Which brings us to Brandon Harris, who was in that second group. First off, Harris' 17/6 TD/INT ratio helps him a lot. He's got a good unadjusted yards/attempt of 7.8, above the national average of 7.3. That's certainly something to build on. He can run a little bit, he takes care of the football, and he has decent averages. But his 53.8% completion rate is a glaring red flag on an otherwise quality resume. An average starter in college now completes 59% of his passes, and it's nearly impossible to post good numbers elsewhere on the stat sheet with a completion percentage so far below the average.
Harris is one of only eight quarterbacks to post a completion percentage under the national average of 59% and still have an ATVSQBPI above the national average of 6.60. The highest ranked QB with a completion percentage under 59% is Quinton Flowers of South Florida, who ranked 27th in ATVSQBPI with a completion percentage of... 58.9%. The highest ranked guy from a Power 5 conference is 36th ranked Connor Cook with a percentage of 56.1%. That would be our closest comp, but Cook lacked the running ability of Harris. Harris isn't going to be confused with Cam Newton, but he's a wide margin ahead of Cook's 56 yards on 52 carries.

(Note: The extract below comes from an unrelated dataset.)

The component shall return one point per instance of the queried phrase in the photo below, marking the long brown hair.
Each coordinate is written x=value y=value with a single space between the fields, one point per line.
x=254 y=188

Harris' closest comp might be Lamar Jackson of Louisville. Jackson posted an ATVSQBPI of 7.07 with a percentage of 54.7%. Jackson is a much better runner than Harris, but he is more careless with the football. Still, they are within the same ballpark of one another.
But the point here is that there really aren't a lot of players who can complete so few passes and still be as effective as Brandon Harris was. He cannot expect a repeat performance of an above average yards/attempt, adjust or not, without improving his accuracy. If he can improve that accuracy, well, Brandon Allen had an ATVSQBPI of 6.56 with a 56.0% completion rate in 2014.
There is platonic ideal. Brandon Harris should put a picture of Brandon Allen up in his locker. That's the exact developmental curve LSU needs his statistical profile to take. Harris can be the platonic ideal, he just needs to channel his inner Brandon Allen.